Just a few weeks ago, Debbie Anderson sent out a note to her supporters.
For the last 10 years Anderson ran the Cinderella Story of Sarnia-Lambton, the kind of organization that is almost guaranteed to have you crying tears of joy when you hear examples—and there are many dozens—of teenaged girls who couldn’t afford a prom dress but got the chance to do just that through the help of others.
Sadly (for a moment at least), Anderson was letting go of the Cinderella Story and her email (on September 12) was the announcement of that move.
Thankfully, Carrie McEachran was one of those on a list of email recipients. As the executive director of Sarnia-Lambton Rebound, McEachran took the idea of taking on this project, which was what Debbie Anderson was hoping for all along.
“It just seemed like a natural fit,” noted McEachran in talking about the process that included board approval and the decision to take on what is being called the Cinderella Project.
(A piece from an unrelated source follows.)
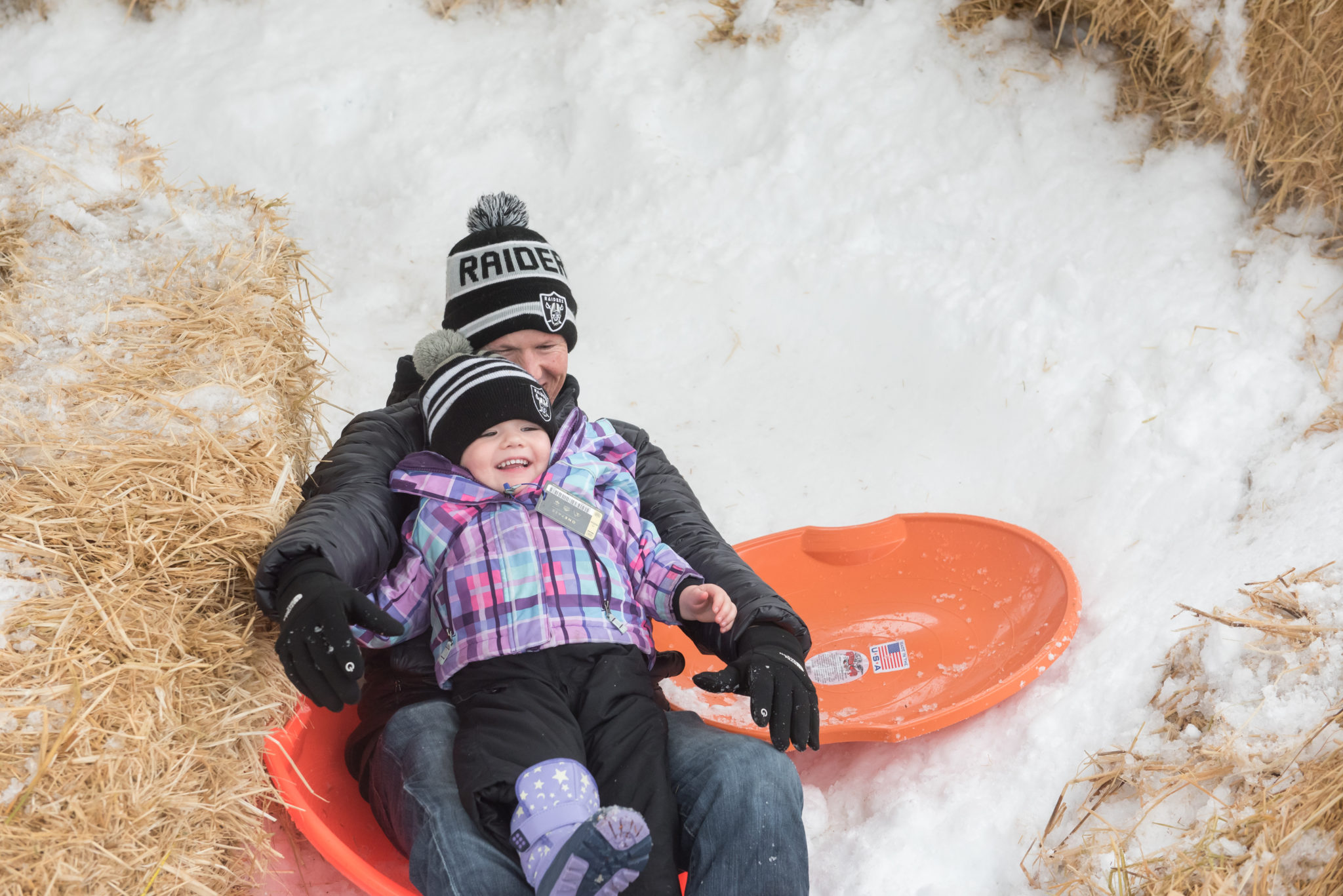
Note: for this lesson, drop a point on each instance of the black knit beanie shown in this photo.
(504, 279)
(466, 394)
For her part, Anderson is delighted by the news, even though she regretted having to say goodbye.
“It was time,” she told Lambton Shield at a “handing over” that took place Monday night at the building on Christina Street where over 1,000 prom dresses are in storage, waiting for another group of graduating girls to see their dreams come true.
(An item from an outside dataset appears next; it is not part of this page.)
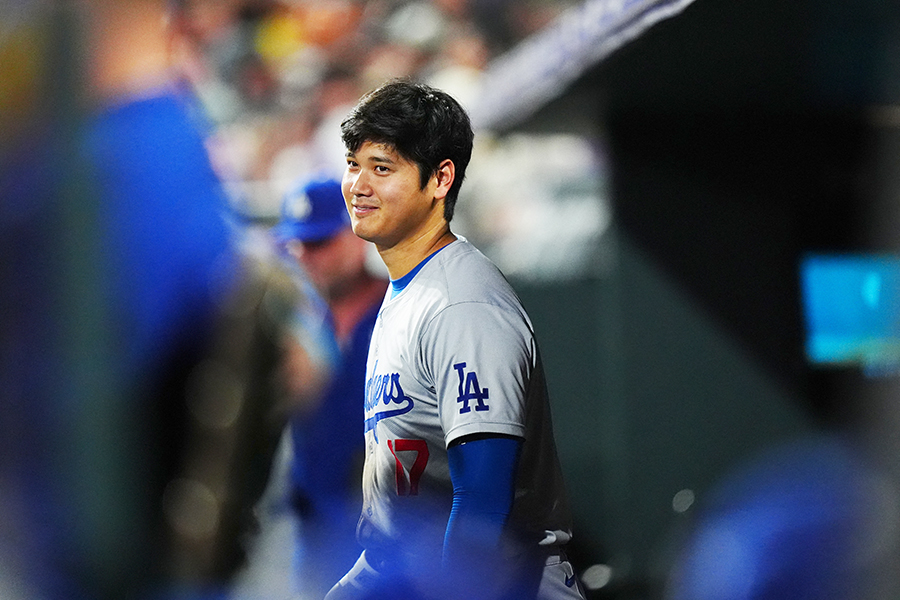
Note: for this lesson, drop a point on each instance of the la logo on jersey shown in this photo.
(470, 391)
Now Katlyn Britton, who coordinates the Girls Mentoring Program at Rebound, will oversee the Cinderella Project.
One of the volunteers involved under the original program is Jacqueline Davidson, whose daughter, now in grade 11 at Great Lakes Secondary School, first encountered the “magic” that is the Cinderella Story when she was graduating from grade eight at Lansdowne Public School.
“We were in a pretty rough place financially,” recalls Davidson, whose husband was unemployed at the time. “There was just no money for a dress.”
That’s when the Cinderella Story came to the rescue, providing her daughter with an amazing opportunity to shine at her graduation.
In fact, Davidson was so impressed with the process that she became a “personal shopper,” the term used for the volunteer that guides a girl through the choice of dresses from among several hundred that are stored in the downtown space.
“I didn’t realize it at the time but I was the first parent volunteer,” notes Davidson, who eventually joined the board and hopes to continue being involved under the Rebound banner.
Another story comes from Debbie Anderson.
“One of the girls told me later that this was the last straw for her,” she says.
That girl, now a woman and a nurse at Sick Children’s Hospital in Toronto, still sends Anderson a Christmas card every year.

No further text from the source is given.